Gioffre: I’m conducting a series of interviews —
Rader: — that I film —
Gioffre: — that Gary is producing. I’m the interviewer. We did retired army colonel Stewart Bornhoft, which is available \on our Facebook page at Golden Lodestar. And I have three interviews scheduled with people of major interest to the Gay community in southern California, addressing such issues as bullying, “don’t ask, don’t tell” —
Rader: Equal rights and marriage equality.
Gioffre: Well, actually I don’t have an interview scheduled about marriage equality. Different community leaders from here and Los Angeles, and to promote well-being in the LGBT community in San Diego.
Zenger’s: Any plans to do more about Bisexual and Transgender people? I attend the Bisexual Forum fairly regularly and I joke that bisexuality is now the love that dare not speak its name.
Rader: I would love to do a day in the life of a Transgender or Transsexual person, and from their point of view. I’ve met so many Gay people that are surprisingly —
Gioffre: Transphobic.
Rader: — biased, prejudiced or disgusted by what they don’t understand. It’s basically the same thing as —
Gioffre: They think the Transgenders and Bisexuals ¬are going to stand in the way of Gay rights, because Transgender is the new Gay. We were at a public forum last night about violence in the Gay community in San Diego. One of the questions that was raised were that the Transgender were just added to —
Rader: — the legal definition of what constitutes a hate crime, I think.
Gioffre: And what I brought up was that if it ultimately lies in the hands of a jury of our peers, a decision as to whether something was a hate crime or not, if a jury of our peers doesn’t even know what Transgender is, how are they going to be able to decipher whether or not a crime has been committed? So if we can produce projects that expose the realities of Gay, Lesbian, Transgender and Bisexual, you know —
Rader: Right. You put a face and then feelings towards those kinds of real-life situations that are kind of freaky to people that don’t understand it until you see it and get used to it. You don’t think of “us” as people, really.
Gioffre: I don’t see it as prejudice, really.
Rader: It’s easy to condemn somebody you don’t know or don’t understand, that aren’t right in front of you. I’ve found that I run in a couple of different circles, and one of them is a predominantly heterosexual, undereducated — sort of unenlightened — group of people. When these social issues like Gay marriage and all of that come up, and they’re awfully vocal about it, and they don’t realize they’re saying it to, right in front of, a Gay man who’s married, I always wait for them to finish their little piece, and then I love to show them my wedding ring, and go, “You’re certainly entitled to your opinion, but you should know you’re talking to a married Gay man about that issue that you’re so against.”

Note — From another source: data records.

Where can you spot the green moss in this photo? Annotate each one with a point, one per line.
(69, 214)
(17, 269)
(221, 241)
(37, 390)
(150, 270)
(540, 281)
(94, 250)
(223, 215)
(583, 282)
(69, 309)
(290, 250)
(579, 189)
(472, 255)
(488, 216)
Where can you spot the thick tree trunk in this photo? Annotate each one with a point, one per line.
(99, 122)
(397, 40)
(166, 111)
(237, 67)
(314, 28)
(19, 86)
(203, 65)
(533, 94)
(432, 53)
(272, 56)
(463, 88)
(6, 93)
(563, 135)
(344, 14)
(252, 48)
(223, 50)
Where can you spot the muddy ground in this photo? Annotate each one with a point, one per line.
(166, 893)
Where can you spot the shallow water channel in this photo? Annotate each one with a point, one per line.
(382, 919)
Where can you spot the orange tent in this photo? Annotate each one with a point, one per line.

I’ve done that at least twice, and one guy just went, “Everybody’s against me! I’m not staying here,” and he turned around and walked out, because he was just too overwhelmed by the fact that, “Oh, my God! These are real people? I know one?” There was a time when I would not have said anything, and hid, but I don’t do that anymore — damnit. The other guy’s a pretty good friend now. He’s sort of changed his opinion about the whole issue, because he knows somebody.
Gioffre: Actually, he knows more than he realizes.
Rader: That’s why I think it’s important for us to become more visible, more “out,” and kind of be on our best behavior as much as possible, to show them that we’re like real people, too.